How many times a day do you tell yourself no? How often do you stop your growth by listening to the messages you received and believed in childhood? If you said yes to either of these questions, then you might want to read on. I will share a story that shows how the messages we receive in childhood can affect us well into adulthood. Note: To protect the privacy of my clients, this story is a compilation of a few people and does not depict one individual.
In one of my health and wellness nurse coaching sessions, a client realized how much she said no and how much power that word held. As she reflected on her life, her no’s were not about protecting her boundaries and promoting what she wanted for her life. Her no’s limited her. “No time to go on vacation…no, I’m not smart enough… no, I can’t ask for help and look stupid…no, I have to be pretty to wear sexy clothes…no, I can’t tell them what I think.” She made excuses for what she believed were her shortcomings. She believed the comments she received in childhood. They stifled her self-confidence and held her back from promotions at work. Her beliefs interfered with her happiness, her self-esteem and having healthy relationships.
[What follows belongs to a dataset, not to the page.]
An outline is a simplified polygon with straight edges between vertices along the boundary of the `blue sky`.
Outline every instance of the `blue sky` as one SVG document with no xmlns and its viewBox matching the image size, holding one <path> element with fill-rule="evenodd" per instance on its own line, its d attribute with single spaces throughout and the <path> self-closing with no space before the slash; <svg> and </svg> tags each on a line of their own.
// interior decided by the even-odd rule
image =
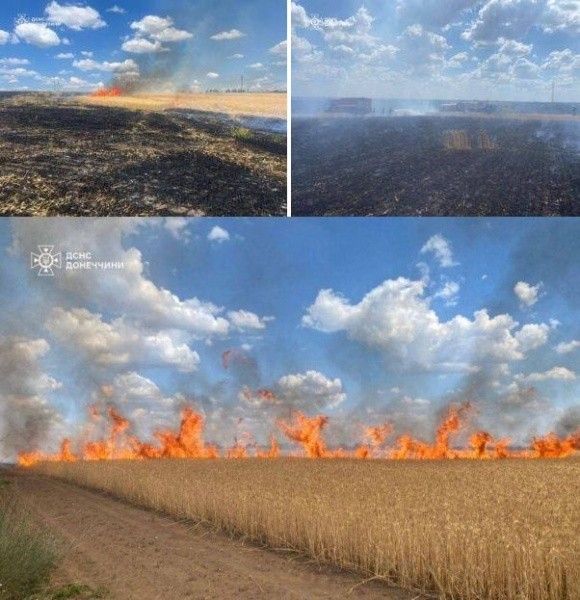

Together in session, she reflected on her childhood and looked at the messages she received and the behavioral patterns that were formed. She discovered she had been believing the comments her father and older brother told her. “Girls are not that smart…don’t be lazy…only pretty girls wear miniskirts.” Time and time again, she had to wait her turn to speak and then time ran out and the opportunity was gone. Her schoolmates teased and made fun of how she dressed. One of her English high school teachers said, “College is not for you and you should think of something easier to do.” For the record, she did graduate college. She acknowledged how she was keeping their words alive and proving them right.
I asked her how these comments made her feel. “Stupid” was the first word out of her mouth. “I was embarrassed and kept to myself most of the time. I had one friend. I remember getting belly aches. I still get them today.”
Using my guided imagery practice, I helped her have a conversation with herself. I guided her in having her adult version of herself ask her younger self, what she needed to shift to move forward. Her younger self said, “Stop listening to all those other people.” I asked her adult self to talk to her younger self and impart words of wisdom. During the session, she gave her younger self words of advice. “You are capable of doing anything you want to because you are smart. No one is better than you. You must take care of yourself. Love yourself and love your body. It’s okay to ask for help. You cannot do it all by yourself. Nobody can. It’s okay to make mistakes. It’s how you learn and get better. I am proud of you. I love you.” My client wept as a sense of relief came over her. She was surprised of the new words of encouragement that poured out of her.
Next, I asked her to tune-in to the positive messages and feelings she received as a child. At first, she said there were none. I guided her in exploring this deeper. Then as I waited in silence, her words and feelings slowly surfaced. “Each day, my mother hugged and kissed me and told me how much she loved me. My grandmother said I was a good cook and made the best pies she ever tasted. My baby sister said she wanted to be just like me.” She found it sad how she had forgotten them. They were like lost messages in a bottle.
My client began applying her new insights and noticed her day to day living seemed easier. She related to her family with more confidence. When she discussed what she learned about herself with her family, they said they didn’t remember saying those things. They apologized and told her they loved her. She knows her new attitude will eventually cross over into her work.
Words have power. One statement can affect our emotional, physical and spiritual wellbeing. The entire body responds. The messages we receive as children and the patterns of behavior that result can extend into adulthood. They become conditioned responses that we may or may not even be aware of. They can influence every aspect of our life. It’s important to bring these false beliefs to light, so they can be released and the emotions surrounding these messages healed.
Imagine if all children grew up hearing words of love and encouragement and their voices were heard. Sherrie Campbell, PhD is quoted, “Seven things every child needs to hear: I love you, I’m proud of you, I’m sorry, I forgive you, I’m listening. This is your responsibility. You have what it takes to succeed.” This is what my client learned. She was grateful to finally understand herself better and make a change.